Fourier transform of $L^1$ function whose derivative is in $L^1$ and vanishes at infinity is in $L^1$

Question

$f \in L^1(\mathbb{R})$ is a differentiable function such that $f' \in L^1(\mathbb{R}) \cap C_0(\mathbb{R})$, prove that the fourier transform of $f$ noted $\hat{f}$ is in $L^1 (\mathbb{R})$

I know if $f,f'\in L^1(\mathbb{R})$, then $\widehat{f'}(t)=it\hat{f}(t)$ but I have no ideas how to use the condition that the derivative vanish at infinity. Any ideas will be helpful.

Answer 1

Two hints:

Use the fact that $f'$ is bounded to show that $f' \in L^2$ and the use Plancherel.

Note that $f'$ is bounded and since$|f'|^2 \le \sup |f'| |f'|$ we see that $f' \in L^2$. Then Plancherel shows that $\hat{f'} \in L^2$. Note that $\hat{f'}(\omega) = i\omega \hat{f(\omega)$.

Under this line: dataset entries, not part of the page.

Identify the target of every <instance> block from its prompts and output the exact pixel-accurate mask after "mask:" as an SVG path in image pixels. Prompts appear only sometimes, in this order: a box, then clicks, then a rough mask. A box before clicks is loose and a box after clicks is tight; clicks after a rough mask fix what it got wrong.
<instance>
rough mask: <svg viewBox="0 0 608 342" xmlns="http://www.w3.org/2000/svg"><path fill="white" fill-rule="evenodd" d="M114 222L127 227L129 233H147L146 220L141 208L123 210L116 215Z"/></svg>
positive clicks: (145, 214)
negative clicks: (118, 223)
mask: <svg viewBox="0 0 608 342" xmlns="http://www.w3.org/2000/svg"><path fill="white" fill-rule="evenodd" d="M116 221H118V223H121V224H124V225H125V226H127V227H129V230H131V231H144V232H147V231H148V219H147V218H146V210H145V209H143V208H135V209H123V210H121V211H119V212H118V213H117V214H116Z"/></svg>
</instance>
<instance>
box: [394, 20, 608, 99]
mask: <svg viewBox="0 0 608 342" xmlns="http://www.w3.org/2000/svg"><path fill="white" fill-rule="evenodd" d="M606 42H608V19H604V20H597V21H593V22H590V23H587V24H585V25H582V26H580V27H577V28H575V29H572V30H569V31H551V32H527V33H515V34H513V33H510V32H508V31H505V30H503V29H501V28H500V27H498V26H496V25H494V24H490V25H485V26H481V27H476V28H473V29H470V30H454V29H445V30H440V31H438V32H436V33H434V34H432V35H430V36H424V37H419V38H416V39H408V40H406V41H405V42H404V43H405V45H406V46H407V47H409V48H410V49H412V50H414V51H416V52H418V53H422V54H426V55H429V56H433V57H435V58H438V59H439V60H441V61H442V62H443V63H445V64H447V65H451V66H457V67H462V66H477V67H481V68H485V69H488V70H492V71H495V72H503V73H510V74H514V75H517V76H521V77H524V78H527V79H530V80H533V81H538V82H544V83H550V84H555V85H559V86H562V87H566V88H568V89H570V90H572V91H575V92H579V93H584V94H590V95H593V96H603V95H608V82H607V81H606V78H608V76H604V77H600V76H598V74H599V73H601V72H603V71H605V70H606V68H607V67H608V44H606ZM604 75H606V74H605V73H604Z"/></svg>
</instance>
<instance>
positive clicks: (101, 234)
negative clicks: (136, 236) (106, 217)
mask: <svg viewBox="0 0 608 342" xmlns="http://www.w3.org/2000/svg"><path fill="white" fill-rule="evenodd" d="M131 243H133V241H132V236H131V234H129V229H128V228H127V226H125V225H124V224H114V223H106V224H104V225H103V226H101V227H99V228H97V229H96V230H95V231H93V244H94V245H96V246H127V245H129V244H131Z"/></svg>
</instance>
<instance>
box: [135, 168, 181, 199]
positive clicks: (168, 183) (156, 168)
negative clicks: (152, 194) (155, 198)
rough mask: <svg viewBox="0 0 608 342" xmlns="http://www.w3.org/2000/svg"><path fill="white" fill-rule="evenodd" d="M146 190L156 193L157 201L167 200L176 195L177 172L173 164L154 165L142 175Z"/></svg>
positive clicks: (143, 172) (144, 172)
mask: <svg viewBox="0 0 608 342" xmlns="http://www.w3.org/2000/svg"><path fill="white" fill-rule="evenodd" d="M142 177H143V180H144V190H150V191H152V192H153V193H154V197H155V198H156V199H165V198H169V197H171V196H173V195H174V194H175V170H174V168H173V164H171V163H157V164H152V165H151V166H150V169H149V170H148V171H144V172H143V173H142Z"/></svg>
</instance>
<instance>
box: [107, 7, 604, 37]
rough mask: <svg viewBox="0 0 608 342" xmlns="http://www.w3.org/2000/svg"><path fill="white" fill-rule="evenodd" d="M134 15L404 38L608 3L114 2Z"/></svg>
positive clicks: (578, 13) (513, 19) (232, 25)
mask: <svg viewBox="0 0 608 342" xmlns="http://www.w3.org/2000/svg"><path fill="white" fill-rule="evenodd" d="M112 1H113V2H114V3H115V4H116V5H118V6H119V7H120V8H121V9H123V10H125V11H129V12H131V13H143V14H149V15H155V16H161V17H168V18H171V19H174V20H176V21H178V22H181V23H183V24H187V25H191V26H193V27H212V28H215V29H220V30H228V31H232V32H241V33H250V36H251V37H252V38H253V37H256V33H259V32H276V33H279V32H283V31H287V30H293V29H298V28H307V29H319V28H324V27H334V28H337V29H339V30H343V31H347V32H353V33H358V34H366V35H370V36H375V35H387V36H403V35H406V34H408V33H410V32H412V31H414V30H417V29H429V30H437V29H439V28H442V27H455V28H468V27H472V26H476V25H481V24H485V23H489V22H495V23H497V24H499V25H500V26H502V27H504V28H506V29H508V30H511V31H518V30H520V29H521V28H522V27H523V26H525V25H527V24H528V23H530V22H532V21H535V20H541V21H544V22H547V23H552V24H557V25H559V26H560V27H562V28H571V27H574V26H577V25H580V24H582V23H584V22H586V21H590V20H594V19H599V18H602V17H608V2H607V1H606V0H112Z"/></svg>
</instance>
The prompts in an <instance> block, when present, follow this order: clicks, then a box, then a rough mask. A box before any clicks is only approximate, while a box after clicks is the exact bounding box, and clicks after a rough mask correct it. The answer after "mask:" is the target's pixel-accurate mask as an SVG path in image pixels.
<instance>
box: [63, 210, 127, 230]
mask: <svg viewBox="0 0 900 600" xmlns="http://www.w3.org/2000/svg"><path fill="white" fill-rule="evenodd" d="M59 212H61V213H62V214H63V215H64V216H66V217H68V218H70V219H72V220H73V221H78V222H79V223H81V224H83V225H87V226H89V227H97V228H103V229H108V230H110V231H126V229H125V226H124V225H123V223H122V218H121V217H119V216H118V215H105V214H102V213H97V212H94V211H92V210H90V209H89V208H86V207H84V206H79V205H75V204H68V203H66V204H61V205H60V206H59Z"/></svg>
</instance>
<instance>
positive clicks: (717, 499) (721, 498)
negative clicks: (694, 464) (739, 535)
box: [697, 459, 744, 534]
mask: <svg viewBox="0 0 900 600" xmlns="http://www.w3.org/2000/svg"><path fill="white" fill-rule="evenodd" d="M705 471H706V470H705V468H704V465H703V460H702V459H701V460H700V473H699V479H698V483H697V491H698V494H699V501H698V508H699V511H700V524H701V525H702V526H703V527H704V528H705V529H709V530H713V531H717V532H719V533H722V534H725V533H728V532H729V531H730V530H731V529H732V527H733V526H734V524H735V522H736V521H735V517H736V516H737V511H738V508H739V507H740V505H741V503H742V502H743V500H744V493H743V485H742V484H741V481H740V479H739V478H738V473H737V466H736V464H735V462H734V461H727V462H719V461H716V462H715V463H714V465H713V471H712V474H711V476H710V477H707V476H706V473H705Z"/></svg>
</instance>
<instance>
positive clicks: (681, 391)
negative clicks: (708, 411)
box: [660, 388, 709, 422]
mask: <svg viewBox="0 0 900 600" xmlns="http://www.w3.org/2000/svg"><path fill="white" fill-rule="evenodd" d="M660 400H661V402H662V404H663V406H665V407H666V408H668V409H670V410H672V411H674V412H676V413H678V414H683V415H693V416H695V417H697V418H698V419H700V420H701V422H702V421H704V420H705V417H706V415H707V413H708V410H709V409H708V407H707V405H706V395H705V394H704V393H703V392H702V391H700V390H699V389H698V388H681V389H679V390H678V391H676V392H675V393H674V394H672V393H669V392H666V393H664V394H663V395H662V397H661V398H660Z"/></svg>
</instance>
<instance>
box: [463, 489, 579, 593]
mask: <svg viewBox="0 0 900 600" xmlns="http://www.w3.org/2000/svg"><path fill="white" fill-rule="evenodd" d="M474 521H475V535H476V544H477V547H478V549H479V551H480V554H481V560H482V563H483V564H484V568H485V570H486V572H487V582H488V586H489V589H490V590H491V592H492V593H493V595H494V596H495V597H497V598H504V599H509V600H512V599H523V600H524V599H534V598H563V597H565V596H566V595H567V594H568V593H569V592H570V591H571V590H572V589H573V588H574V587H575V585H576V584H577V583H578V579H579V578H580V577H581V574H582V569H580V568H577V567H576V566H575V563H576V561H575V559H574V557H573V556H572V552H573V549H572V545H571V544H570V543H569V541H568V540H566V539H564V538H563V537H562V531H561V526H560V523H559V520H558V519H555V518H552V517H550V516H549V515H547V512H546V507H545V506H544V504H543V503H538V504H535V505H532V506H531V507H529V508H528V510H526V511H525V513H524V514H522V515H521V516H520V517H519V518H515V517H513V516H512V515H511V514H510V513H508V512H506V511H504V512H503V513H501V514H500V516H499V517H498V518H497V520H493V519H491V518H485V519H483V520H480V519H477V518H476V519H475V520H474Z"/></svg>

Use Cauchy Schwartz and note that for $\omega \neq 0$ we have $\hat{f}(\omega) = \omega \hat{f}(\omega) \cdot {1 \over \omega}$.

For $\omega \neq 0$ we have $|\hat{f}(\omega)| = |\omega||\hat{f}(\omega)| \cdot {1 \over |\omega|}$ and Cauchy Schwartz gives $\int|\hat{f}| = \int |\omega||\hat{f}(\omega)| \cdot {1 \over |\omega|} d \omega = \int |\hat{f'}(\omega)| \cdot {1 \over |\omega|} d \omega \le \| \hat{f'}\| \| \omega \mapsto {1 \over |\omega|} \|$.